My professor claims that $\nabla^2 \dfrac{\sin(kr)}{kr} = (\partial_r^2+\dfrac{2}{r}\partial_r)\dfrac{\sin(kr)}{kr} = \dfrac{1}{kr}\partial_r^2\sin(kr) = -k\dfrac{\sin(kr)}{r}$ whereas I claim that $\nabla^2 \dfrac{\sin(kr)}{kr}=\dfrac{1}{kr^2}\partial_r(\partial_r r\sin(kr)) = \dfrac{1}{kr^2}\partial_r(\sin(kr)+kr\cos(kr)) = \dfrac{1}{kr^2}[k\cos(kr)+k\cos(kr)-k^2r\sin(kr)] = \dfrac{\cos(kr)}{r^2}-\dfrac{k}{r}\sin(kr)$
Who is right?
You have the $r$s and the derivatives in the wrong order in the Laplacian.

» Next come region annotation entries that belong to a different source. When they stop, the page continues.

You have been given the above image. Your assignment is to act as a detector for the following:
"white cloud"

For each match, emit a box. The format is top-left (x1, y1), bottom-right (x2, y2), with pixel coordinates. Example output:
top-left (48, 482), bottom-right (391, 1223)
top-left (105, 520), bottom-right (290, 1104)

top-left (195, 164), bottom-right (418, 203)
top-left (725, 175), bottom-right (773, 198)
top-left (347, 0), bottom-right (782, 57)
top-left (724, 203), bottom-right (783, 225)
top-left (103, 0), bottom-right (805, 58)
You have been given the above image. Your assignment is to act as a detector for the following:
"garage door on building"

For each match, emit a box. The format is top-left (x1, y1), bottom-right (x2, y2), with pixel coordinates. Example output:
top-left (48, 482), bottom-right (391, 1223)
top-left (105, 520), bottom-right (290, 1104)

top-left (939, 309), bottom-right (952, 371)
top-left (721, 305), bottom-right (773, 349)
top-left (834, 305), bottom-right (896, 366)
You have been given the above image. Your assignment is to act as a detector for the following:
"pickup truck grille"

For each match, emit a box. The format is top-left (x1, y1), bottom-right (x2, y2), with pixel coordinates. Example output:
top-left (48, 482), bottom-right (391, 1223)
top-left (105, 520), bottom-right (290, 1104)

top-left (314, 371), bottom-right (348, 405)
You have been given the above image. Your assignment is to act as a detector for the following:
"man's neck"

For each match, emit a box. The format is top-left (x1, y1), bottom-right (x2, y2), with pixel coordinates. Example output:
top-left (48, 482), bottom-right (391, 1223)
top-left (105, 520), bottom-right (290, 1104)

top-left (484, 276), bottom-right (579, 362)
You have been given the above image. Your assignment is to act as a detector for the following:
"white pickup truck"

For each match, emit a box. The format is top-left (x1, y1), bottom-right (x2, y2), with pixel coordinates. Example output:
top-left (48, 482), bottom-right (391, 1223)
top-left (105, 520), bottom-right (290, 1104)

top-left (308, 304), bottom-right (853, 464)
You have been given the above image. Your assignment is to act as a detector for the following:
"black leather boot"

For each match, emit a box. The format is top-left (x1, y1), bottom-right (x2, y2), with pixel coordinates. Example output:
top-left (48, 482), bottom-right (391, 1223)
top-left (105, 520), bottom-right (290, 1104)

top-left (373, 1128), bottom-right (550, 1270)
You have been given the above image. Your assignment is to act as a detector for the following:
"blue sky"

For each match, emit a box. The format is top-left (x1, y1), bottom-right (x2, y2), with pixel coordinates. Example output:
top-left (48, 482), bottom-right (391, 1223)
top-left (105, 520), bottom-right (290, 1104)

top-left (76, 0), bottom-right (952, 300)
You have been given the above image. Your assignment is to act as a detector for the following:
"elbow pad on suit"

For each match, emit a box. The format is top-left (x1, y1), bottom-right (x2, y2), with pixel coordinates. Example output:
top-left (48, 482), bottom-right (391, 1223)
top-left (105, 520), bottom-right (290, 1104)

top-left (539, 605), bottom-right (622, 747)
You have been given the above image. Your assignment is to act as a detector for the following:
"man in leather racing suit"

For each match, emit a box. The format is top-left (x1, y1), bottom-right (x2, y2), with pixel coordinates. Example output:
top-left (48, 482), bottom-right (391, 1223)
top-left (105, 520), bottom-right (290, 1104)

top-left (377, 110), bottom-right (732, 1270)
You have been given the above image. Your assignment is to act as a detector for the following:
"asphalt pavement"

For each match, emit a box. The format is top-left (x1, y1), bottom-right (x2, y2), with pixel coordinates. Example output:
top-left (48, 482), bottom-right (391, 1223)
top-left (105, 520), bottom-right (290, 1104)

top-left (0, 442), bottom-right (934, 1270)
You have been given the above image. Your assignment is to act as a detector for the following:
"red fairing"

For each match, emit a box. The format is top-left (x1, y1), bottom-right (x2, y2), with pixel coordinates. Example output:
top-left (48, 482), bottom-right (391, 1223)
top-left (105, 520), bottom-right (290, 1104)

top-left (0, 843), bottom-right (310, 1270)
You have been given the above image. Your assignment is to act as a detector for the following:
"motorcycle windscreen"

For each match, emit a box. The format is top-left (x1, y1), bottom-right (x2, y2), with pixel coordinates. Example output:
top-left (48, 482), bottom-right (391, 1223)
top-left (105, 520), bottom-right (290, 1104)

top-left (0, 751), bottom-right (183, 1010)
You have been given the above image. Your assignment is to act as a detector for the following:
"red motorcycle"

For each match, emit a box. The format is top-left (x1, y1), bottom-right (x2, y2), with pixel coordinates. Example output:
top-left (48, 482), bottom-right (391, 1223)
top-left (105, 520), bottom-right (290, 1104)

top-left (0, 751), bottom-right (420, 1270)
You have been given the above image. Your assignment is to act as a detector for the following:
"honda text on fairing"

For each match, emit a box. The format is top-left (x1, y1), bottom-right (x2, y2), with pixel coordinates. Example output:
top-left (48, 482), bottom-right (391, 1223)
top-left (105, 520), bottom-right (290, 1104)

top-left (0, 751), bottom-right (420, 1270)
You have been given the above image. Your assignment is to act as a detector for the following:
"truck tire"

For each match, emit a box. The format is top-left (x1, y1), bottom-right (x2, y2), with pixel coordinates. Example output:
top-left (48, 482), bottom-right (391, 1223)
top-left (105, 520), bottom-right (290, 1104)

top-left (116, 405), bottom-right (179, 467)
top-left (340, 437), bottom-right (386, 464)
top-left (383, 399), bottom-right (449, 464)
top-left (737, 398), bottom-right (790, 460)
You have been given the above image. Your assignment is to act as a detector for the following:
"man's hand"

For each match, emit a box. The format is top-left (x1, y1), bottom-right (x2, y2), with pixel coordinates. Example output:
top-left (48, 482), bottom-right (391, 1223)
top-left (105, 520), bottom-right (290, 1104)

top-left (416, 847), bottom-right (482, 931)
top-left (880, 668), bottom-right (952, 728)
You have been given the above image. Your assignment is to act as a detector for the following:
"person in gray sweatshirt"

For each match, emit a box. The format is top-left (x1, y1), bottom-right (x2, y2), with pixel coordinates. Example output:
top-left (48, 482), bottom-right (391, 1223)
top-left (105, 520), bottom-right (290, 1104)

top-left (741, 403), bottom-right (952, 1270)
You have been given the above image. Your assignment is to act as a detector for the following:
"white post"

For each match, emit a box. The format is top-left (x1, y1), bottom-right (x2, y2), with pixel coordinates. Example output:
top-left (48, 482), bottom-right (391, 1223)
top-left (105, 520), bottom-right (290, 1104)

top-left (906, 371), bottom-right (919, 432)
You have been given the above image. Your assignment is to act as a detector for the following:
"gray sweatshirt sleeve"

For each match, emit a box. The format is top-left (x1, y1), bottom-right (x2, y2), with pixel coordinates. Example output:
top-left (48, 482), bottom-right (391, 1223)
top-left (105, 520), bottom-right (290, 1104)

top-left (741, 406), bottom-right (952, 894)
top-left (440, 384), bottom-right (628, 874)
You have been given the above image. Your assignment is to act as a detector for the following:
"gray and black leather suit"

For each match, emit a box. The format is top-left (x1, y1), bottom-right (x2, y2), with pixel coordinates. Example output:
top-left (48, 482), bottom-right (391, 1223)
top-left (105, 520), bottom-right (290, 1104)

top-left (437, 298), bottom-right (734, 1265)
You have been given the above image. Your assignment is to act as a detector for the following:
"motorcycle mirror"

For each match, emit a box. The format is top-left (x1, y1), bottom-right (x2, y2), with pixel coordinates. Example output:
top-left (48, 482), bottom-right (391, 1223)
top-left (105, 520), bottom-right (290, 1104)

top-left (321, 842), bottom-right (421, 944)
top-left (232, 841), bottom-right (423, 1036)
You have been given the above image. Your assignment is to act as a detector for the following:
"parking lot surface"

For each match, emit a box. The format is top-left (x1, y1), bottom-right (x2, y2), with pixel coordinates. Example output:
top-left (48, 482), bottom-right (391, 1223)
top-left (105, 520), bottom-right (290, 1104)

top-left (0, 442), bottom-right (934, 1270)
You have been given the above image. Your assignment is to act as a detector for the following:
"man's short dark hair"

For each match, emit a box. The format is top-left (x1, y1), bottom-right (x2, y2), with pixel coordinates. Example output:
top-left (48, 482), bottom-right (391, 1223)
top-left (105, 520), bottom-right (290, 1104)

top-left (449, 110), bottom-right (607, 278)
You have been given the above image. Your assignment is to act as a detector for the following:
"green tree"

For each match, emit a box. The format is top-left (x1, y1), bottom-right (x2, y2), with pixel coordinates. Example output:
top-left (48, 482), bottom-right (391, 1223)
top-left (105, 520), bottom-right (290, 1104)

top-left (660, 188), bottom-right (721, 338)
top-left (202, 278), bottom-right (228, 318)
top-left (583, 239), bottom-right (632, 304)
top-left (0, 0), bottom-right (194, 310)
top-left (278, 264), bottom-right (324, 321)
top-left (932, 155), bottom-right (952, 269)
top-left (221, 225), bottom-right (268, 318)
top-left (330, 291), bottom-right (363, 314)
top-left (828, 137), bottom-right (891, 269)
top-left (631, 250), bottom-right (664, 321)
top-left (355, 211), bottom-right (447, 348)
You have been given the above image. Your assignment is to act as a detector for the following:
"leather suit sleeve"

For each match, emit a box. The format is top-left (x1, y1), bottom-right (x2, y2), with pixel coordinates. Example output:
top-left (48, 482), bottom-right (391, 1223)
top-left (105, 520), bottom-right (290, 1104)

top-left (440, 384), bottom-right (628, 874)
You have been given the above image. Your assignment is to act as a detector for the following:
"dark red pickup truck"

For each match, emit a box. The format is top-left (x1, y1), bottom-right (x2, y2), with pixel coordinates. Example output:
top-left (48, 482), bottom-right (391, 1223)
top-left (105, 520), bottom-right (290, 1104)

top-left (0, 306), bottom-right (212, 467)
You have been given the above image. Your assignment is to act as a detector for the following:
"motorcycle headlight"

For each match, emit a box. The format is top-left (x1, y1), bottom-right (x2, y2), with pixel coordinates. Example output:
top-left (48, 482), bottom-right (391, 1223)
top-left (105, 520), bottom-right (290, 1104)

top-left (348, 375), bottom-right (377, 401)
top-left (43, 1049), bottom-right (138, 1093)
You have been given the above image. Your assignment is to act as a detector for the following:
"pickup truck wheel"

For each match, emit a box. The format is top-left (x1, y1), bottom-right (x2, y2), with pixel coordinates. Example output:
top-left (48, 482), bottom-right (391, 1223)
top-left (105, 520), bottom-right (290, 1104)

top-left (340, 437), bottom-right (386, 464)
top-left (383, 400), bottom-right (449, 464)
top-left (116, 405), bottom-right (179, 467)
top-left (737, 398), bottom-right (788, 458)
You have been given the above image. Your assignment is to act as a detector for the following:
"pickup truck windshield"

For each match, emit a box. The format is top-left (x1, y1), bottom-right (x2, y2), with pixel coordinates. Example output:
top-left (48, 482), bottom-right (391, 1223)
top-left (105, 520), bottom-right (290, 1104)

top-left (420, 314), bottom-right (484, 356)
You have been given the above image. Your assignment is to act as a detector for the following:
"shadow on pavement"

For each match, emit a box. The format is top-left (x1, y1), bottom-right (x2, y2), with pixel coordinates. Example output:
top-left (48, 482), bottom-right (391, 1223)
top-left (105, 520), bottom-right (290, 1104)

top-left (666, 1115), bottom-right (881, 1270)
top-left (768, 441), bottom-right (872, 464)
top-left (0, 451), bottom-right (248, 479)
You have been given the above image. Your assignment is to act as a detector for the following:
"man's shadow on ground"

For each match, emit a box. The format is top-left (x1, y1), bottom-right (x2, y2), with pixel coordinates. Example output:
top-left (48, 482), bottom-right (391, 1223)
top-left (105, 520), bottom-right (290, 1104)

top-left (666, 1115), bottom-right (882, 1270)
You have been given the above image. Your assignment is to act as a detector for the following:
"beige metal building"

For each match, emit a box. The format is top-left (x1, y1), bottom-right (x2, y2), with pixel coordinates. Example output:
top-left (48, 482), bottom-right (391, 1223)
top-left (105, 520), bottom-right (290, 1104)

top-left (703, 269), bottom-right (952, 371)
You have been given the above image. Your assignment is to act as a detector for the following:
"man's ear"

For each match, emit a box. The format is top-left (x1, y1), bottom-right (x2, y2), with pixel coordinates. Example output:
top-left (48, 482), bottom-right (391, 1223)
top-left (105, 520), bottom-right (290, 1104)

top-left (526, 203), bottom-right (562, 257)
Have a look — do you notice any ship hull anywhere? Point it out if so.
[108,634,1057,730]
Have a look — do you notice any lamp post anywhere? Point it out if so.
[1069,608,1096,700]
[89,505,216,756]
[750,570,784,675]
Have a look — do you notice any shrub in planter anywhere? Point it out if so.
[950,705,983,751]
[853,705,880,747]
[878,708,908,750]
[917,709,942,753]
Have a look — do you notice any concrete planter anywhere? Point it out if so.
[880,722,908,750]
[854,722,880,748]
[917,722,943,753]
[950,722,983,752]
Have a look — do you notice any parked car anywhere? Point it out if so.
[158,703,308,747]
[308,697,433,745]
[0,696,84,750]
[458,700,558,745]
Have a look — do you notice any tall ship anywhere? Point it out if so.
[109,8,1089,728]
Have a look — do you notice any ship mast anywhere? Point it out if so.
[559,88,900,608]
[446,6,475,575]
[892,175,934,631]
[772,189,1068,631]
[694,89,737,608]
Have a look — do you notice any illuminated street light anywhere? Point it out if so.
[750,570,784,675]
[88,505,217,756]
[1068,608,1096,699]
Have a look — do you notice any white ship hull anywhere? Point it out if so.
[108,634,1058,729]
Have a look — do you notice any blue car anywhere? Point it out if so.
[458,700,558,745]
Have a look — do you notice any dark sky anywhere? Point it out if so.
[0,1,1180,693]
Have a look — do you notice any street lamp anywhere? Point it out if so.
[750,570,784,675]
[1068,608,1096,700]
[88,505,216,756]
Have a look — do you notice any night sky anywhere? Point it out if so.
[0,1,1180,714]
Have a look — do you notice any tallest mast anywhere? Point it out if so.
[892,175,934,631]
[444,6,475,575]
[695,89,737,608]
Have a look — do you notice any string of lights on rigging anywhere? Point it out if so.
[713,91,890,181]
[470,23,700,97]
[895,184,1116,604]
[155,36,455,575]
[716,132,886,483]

There are three ways of writing the radial part in three dimensions: $$ \nabla^2 f(r) = \partial_r^2 f + \frac{2}{r}\partial_r f = f''+\frac{2}{r}f' \\ = \frac{1}{r^2} \partial_r (r^2 \partial_r f) = \frac{1}{r^2} (r^2 f')' \\ = \frac{1}{r} \partial_r^2 (r f) = \frac{1}{r} (rf)'' $$ (these are all easy to check by calculating using the product rule). Your professor has used the last one, while I think you wanted to use the middle one, but got the inside derivative and $r^2$ in the wrong order.